James Middleton 'pushed' Catherine, Princess of Wales away during his mental health struggles

James Middleton struggled with his mental health for a number of ears credit:Bang Showbiz
James Middleton struggled with his mental health for a number of ears credit:Bang Showbiz

James Middleton "pushed" his sister Catherine, Princess of Wales away during his mental health struggles.

The 37-year-old entrepreneur - whose late dog Ella became his “reason to get up in the morning” in the years that he was at his lowest - was on the edge of taking his own life in years gone by but refused to even answer the phone to the royal, 42, or the rest of his family.

Writing in his memoir 'Meet Ella: The Dog Who Saved My Life' he said: "I contemplate ways of dying so I can get off the giddy roller-coaster that is sending me to the brink of madness. I cannot sleep because my mind is in tumult.

"The insomnia is dizzying. I am utterly exhausted. I feel misunderstood; a complete failure. I wouldn’t wish the sense of worthlessness and desperation, the isolation and loneliness, on my worst enemy. I think I’m going crazy.

"Yet I know I am privileged; fortunate, too, to have a loving and close-knit family — Mum and Dad, my sisters Catherine and Pippa, their husbands William and James — but I push them all away.

"I do not answer their phone calls. Emails remain ignored. Invitations to visit go unheeded. I hide behind a double-locked door, unreachable."

But James - whose sister is married to Prince William and has Prince George, 11, nine, and six-year-old Prince Louis with him - then recalled that it was his beloved dog who would save him time and time again.

He said: "I haul myself back from the brink, slowly climb down the ladder and stroke Ella’s silky head. She is the reason I do not take that fatal leap. She is Ella, the dog who saved my life."

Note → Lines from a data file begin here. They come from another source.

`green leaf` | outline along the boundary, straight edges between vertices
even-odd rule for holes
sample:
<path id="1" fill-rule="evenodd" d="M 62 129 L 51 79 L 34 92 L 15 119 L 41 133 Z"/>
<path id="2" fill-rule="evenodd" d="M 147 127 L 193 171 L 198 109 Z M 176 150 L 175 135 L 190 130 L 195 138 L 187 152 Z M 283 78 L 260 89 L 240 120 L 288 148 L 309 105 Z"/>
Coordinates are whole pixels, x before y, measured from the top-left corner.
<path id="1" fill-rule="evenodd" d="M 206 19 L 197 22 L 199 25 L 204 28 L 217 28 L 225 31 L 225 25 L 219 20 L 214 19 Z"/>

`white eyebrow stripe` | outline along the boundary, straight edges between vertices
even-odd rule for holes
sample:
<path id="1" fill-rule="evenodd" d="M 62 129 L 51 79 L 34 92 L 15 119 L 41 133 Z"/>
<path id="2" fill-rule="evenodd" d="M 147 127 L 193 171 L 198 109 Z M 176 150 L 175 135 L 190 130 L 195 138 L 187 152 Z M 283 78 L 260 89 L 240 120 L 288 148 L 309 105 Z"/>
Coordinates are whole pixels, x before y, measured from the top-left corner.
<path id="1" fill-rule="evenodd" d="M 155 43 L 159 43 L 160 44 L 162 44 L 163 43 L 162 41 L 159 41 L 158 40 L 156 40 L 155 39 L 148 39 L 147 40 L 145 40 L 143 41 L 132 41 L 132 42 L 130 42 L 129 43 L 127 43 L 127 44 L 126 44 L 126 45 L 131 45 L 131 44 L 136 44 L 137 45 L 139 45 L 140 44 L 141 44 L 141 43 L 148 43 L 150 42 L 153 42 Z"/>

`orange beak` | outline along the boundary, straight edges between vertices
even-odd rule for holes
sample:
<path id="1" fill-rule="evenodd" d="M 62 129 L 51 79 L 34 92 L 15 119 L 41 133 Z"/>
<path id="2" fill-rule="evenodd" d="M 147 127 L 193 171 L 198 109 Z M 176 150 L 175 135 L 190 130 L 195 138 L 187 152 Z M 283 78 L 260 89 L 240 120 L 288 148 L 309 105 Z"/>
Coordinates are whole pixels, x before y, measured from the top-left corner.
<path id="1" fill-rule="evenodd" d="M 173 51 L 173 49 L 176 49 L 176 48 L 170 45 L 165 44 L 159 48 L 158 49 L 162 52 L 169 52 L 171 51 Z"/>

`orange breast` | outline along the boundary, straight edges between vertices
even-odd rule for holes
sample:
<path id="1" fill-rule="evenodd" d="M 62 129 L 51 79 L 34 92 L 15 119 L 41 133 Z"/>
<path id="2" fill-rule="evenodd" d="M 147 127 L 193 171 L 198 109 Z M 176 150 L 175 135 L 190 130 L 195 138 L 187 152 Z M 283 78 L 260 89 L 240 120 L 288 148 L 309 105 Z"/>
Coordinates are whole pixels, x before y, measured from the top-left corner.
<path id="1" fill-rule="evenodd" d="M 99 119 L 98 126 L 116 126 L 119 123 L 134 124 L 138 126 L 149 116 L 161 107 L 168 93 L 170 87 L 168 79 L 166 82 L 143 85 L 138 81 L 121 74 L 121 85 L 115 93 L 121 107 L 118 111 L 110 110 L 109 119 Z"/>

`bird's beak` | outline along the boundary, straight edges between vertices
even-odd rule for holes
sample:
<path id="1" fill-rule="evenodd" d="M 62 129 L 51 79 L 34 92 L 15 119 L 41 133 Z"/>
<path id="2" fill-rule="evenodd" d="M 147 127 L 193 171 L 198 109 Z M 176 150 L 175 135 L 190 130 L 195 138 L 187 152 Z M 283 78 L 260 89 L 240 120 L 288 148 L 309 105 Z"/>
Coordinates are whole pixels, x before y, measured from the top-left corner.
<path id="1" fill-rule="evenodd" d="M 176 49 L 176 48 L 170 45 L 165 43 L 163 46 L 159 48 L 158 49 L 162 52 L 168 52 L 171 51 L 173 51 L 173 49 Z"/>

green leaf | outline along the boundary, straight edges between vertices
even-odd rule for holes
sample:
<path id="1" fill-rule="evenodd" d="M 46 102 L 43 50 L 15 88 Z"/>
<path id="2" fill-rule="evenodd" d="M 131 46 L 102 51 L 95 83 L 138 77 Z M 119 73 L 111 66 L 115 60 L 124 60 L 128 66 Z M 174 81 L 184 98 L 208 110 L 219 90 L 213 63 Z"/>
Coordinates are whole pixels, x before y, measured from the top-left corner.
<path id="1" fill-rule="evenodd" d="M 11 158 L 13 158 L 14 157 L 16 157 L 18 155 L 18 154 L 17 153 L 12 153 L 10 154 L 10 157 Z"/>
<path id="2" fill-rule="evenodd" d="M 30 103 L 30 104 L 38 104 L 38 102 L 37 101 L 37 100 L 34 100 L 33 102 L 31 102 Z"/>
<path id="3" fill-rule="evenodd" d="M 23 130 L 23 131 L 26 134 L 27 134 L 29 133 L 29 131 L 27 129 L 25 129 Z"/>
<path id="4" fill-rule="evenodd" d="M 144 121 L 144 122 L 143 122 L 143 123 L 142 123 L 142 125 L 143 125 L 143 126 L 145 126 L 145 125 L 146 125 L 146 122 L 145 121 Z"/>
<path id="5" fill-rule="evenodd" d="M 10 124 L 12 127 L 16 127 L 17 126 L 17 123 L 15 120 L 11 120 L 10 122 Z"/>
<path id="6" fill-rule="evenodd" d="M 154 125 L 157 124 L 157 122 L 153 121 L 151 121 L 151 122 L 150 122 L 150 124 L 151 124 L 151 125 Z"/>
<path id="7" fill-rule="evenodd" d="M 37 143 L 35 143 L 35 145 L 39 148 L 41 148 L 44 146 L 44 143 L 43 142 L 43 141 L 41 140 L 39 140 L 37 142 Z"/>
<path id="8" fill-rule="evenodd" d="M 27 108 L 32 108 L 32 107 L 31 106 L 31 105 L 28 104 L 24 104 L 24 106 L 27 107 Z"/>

James previously noted that his black spaniel - who passed away in January 2023 at the age of 15 following a short illness - seemed to know he was struggling and tried to "encourage" him along the way.

He told OK! Magazine: "My dog Ella, in particular, was my reason to get up in the morning, my reason to get dressed and go outside and go for a walk - even if it was pouring with rain

“You go outside for 10 or 15 minutes, get that fresh air and you suddenly forget what was traumatising you.

“That respite from the thing that was banging away in my mind and causing me to not function properly was unintentionally helped by Ella and the rest of my dogs.”

I think Ella knew that I was not functioning to my full capacity and she was trying to give little encouraging signs to look after myself because I had a responsibility to look after her too. I do think [the dogs] played such an important role to the point that I do think they saved my life."